I am trying to compare mongodb ( latest from git repo) compression rates of snappy, zstd, etc. Here is relevant snip from my my /etc/mongod.conf
storage:
dbPath: /var/lib/mongodb
journal:
enabled: true
wiredTiger:
engineConfig:
journalCompressor: snappy
collectionConfig:
blockCompressor: snappy
indexConfig:
prefixCompression: true
My test case inserts entries into a collection. Each db entry has an _id and 1MB of binary. The binary is randomly generated using faker. I input 5GB/7GB of data but the storage size does not appear to be compressed. The AWS instance hosting the monodb has 15GB of mem and 100GB disk space. Here is what I see for example data collected from dbstat:
5GB data:
{'Data Size': 5243170000.0,
'Index Size': 495616.0,
'Storage size': 5265686528.0,
'Total Size': 5266182144.0}
7GB data:
{'Data Size': 7340438000.0,
'Index Size': 692224.0,
'Storage size': 7294259200.0,
'Total Size': 7294951424.0}
Is there something wrong with my config? or does compression not kick in until the data size is substantially larger than memory size? Or available storage size? What am I missing here?

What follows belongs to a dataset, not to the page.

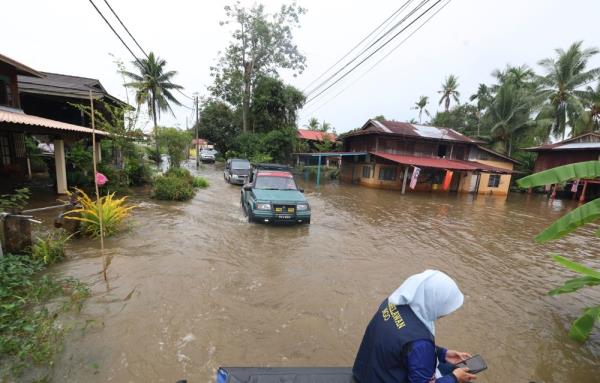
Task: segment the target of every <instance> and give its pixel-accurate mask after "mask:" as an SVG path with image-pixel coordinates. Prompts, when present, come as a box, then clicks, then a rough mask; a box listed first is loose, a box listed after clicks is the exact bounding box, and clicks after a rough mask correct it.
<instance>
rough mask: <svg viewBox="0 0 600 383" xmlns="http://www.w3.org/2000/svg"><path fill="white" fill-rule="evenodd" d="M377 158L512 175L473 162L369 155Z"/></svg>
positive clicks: (387, 154) (503, 170)
mask: <svg viewBox="0 0 600 383" xmlns="http://www.w3.org/2000/svg"><path fill="white" fill-rule="evenodd" d="M371 154H373V155H375V156H377V157H381V158H385V159H386V160H390V161H393V162H396V163H399V164H403V165H413V166H419V167H424V168H435V169H448V170H469V171H473V170H483V171H487V172H492V173H513V171H512V170H509V169H503V168H497V167H495V166H490V165H485V164H482V163H480V162H475V161H461V160H448V159H446V158H432V157H416V156H405V155H401V154H389V153H382V152H374V153H371Z"/></svg>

Thanks a ton for you help.
CodePudding user response:
Compression algorithms work by identifying repeating patterns in the data, and replacing those patterns with identifiers that are significantly smaller.
Unless the random number generator is a very bad one, random data doesn't have any patterns and so doesn't compress well.
A quick demonstration:
~% dd if=/dev/urandom bs=1024 count=1024 of=rand.dat
1024 0 records in
1024 0 records out
1048576 bytes transferred in 0.011312 secs (92695833 bytes/sec)
~% ls -l rand.dat
-rw-r--r-- 1 user group 1048576 Oct 22 18:22 rand.dat
~% gzip -9 rand.dat
~% ls -l rand.dat.gz
-rw-r--r-- 1 user group 1048923 Oct 22 18:22 rand.dat.gz
This shows that even gzip with it's best/slowest compression setting generates a "compressed" file that is actually bigger than the original.
You might try using a random object generator to create the documents, like this one: https://stackoverflow.com/a/2443944/2282634
CodePudding user response:
As already explained and shown by Joe you cannot compress random data, it's a math law.
If you like to get real data then visit one of the "open data" projects, for example https://ourworldindata.org/
Often these data set are provided also as JSON or CSV format, so you can easily import them.